DELİLLERİN DEĞERLENDİRİLMESİ ve GEREKÇE: Dava, menfi tespit istemine ilişkindir.
Mahkemece yazılı gerekçeyle, davanın reddine karar verilmiştir.
Dairemizce istinaf incelemesi, 6100 sayılı HMK’nın 355. madde hükmü uyarınca istinaf dilekçesinde belirtilen sebeplerle sınırlı olarak ve kamu düzenine aykırı hususların olup olmadığı gözetilerek yapılmıştır.
Delil olarak dayanılan Denizli C. Başsavcılığının … soruşturma sayılı dosyasından alınan 28/09/2018 tarihli Antalya Kriminal Polis Laboratuvarı Müdürlüğünün uzmanlık raporunda inceleme konusu senetteki borçlu imzasının davacı …’in elinden çıktığı ” muhtemel” olarak değerlendirilmiştir. Yine aynı dosyadan soruşturmanın genişletilmesi kararından sonra aynı kurumdan alınan 29/07/2019 tarihli uzmanlık raporunda inceleme konusu senetteki borçlu imzasının …’in elinden çıktığı kanaatine varılmıştır.
İlk derece mahkemesince alınan Adli Tıp Kurumu’nun 26/06/2020 tarihli raporunda; inceleme konusu senette … adına atılı basit tersimli borçlu imzaları ile …’in mukayese imzaları arasında tersim biçimi işleklik derecesi, alışkanlıklar, istif, eğim, doğrultu, seyir, hız ve baskı derecesi bakımından uygunluk ve benzerlikler saptandığından söz konusu imzaları “kuvvetle muhtemel” …’in eli ürünü olduğu bildirilmiştir.

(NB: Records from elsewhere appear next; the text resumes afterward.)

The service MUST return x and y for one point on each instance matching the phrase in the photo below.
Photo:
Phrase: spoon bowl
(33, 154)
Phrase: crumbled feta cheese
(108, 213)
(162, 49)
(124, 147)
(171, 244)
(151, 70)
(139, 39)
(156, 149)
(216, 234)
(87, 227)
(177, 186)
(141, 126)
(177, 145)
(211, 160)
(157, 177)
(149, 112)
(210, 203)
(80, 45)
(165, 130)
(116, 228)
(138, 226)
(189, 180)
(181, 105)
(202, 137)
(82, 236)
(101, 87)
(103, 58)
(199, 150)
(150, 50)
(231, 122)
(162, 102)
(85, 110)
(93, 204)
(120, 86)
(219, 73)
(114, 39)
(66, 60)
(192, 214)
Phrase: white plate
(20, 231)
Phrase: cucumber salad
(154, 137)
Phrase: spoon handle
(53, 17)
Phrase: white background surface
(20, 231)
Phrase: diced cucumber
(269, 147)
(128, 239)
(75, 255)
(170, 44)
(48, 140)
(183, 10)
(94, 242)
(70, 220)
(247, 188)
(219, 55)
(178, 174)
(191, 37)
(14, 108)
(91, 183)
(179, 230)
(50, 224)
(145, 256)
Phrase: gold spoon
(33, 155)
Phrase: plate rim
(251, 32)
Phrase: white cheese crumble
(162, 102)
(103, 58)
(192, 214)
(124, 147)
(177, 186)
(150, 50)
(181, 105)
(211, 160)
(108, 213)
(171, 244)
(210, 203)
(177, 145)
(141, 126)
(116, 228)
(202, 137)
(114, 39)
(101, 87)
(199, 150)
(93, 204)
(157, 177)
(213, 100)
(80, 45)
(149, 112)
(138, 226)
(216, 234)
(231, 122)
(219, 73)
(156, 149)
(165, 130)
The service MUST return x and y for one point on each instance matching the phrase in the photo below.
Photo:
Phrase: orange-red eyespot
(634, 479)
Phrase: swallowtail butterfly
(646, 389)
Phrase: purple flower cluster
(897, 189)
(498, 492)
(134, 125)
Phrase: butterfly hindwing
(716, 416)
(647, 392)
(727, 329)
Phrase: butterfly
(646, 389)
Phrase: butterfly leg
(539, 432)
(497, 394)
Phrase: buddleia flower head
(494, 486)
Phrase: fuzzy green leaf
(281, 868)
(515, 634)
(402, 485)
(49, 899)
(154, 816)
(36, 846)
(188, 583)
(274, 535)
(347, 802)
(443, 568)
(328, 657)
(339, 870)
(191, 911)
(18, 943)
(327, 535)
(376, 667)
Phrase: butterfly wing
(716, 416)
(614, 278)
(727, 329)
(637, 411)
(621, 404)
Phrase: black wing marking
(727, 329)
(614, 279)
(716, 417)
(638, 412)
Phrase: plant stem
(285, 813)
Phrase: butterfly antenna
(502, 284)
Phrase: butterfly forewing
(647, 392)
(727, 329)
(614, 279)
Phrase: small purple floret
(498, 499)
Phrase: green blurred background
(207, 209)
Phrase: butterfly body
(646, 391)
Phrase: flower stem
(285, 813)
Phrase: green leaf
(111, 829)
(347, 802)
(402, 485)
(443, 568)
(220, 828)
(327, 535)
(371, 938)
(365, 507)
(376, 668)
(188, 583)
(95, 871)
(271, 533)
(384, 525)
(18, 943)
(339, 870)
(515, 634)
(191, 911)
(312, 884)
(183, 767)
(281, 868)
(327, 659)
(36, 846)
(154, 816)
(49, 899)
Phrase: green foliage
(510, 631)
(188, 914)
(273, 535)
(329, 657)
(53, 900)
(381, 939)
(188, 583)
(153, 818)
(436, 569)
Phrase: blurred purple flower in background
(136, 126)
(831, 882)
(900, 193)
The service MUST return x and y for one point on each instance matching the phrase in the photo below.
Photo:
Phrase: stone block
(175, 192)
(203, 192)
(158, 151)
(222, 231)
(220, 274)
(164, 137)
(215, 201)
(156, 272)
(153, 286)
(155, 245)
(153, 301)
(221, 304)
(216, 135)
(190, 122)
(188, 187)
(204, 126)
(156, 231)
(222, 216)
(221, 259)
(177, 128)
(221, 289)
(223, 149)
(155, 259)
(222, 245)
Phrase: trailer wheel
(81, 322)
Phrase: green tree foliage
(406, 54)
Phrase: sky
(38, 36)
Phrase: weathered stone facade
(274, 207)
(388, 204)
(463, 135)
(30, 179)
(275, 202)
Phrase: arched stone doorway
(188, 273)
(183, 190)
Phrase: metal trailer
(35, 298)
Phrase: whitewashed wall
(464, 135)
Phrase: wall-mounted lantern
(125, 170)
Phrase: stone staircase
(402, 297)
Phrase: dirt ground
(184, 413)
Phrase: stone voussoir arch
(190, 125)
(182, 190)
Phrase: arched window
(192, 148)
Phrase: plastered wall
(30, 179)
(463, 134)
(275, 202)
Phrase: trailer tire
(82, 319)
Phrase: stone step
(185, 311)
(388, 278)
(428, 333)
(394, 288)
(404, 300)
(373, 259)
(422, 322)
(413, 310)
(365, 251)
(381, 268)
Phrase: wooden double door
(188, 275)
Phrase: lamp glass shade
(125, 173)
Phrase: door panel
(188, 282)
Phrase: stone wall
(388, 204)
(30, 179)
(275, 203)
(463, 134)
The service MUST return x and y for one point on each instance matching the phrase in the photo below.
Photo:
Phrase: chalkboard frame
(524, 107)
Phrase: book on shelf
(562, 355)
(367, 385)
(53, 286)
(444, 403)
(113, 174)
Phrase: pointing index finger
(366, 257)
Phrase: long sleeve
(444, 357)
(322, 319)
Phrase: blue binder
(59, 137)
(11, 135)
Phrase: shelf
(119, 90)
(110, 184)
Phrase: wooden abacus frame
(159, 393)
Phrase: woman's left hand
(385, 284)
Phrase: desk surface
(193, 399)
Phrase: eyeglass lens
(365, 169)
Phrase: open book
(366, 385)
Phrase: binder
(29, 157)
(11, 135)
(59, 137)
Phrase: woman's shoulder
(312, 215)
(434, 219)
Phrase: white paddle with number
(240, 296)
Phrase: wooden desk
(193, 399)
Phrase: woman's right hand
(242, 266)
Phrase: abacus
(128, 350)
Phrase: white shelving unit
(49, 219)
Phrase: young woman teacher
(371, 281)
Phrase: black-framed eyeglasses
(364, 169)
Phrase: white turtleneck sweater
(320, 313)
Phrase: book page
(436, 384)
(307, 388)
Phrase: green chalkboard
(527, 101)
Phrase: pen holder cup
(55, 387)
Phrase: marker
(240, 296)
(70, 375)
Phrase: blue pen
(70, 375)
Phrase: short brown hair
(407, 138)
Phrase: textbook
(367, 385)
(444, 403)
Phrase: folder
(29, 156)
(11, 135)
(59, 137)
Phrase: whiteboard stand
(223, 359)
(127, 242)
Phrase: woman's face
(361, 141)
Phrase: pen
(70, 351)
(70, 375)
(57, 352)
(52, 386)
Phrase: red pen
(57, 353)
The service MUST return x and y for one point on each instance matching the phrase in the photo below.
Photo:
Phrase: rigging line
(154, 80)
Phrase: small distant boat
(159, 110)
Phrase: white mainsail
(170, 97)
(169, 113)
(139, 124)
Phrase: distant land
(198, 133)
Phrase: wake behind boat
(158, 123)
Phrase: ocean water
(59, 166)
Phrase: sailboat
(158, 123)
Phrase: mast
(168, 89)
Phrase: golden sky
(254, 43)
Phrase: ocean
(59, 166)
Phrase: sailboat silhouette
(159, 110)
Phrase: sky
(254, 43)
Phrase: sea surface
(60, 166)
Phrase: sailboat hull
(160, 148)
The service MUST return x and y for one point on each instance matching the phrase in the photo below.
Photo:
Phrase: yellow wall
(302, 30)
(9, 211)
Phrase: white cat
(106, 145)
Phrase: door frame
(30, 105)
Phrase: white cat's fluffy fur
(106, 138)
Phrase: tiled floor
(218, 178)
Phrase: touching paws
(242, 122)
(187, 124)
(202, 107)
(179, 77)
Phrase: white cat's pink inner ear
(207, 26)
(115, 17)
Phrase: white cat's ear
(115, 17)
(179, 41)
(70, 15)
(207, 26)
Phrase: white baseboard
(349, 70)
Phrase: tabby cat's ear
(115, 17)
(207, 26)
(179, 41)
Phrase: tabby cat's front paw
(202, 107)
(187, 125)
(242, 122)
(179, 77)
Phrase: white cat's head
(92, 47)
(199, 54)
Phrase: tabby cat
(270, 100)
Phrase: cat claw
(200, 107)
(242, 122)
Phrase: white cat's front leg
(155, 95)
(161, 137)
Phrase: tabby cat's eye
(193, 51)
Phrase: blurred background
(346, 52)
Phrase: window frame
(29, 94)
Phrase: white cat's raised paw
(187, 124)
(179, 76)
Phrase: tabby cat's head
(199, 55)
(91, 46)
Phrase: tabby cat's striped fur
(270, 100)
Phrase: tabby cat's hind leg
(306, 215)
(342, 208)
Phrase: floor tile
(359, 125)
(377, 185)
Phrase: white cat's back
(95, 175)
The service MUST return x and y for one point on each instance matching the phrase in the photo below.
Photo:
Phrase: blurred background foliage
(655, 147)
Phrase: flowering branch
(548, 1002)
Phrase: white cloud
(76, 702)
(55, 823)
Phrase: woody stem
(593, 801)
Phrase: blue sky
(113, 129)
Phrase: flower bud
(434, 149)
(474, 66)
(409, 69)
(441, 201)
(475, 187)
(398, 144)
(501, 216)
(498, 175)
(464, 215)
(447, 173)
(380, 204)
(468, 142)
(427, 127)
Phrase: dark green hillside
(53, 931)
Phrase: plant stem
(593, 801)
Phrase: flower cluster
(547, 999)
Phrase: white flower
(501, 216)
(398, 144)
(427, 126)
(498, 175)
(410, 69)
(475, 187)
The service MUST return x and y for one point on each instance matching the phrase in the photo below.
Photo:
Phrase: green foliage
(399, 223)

Menfi tespit davasında ispat yükü alacaklı davalıdadır. Davalı, bonoya dayalı alacak iddiasında bonolar altındaki imzanın davacı borçlunun eli ürünü olduğunu ispatla yükümlüdür.
Yargıtay 11. Hukuk Dairesinin … Esas … Karar sayılı 18/06/2019 tarihli ilamında da açıklandığı üzere; bonolar nedeniyle borçlunun sorumluluğuna karar verilebilmesi için bonolardaki imzanın hiç tereddüte yer vermeyecek şekilde davacının eli ürünü olduğunun ispatı gereklidir. İhtimal üzerine verilen rapora dayanılarak bonolardaki imzanın davacının eli ürünü olduğunun kabul edilmesi mümkün değildir.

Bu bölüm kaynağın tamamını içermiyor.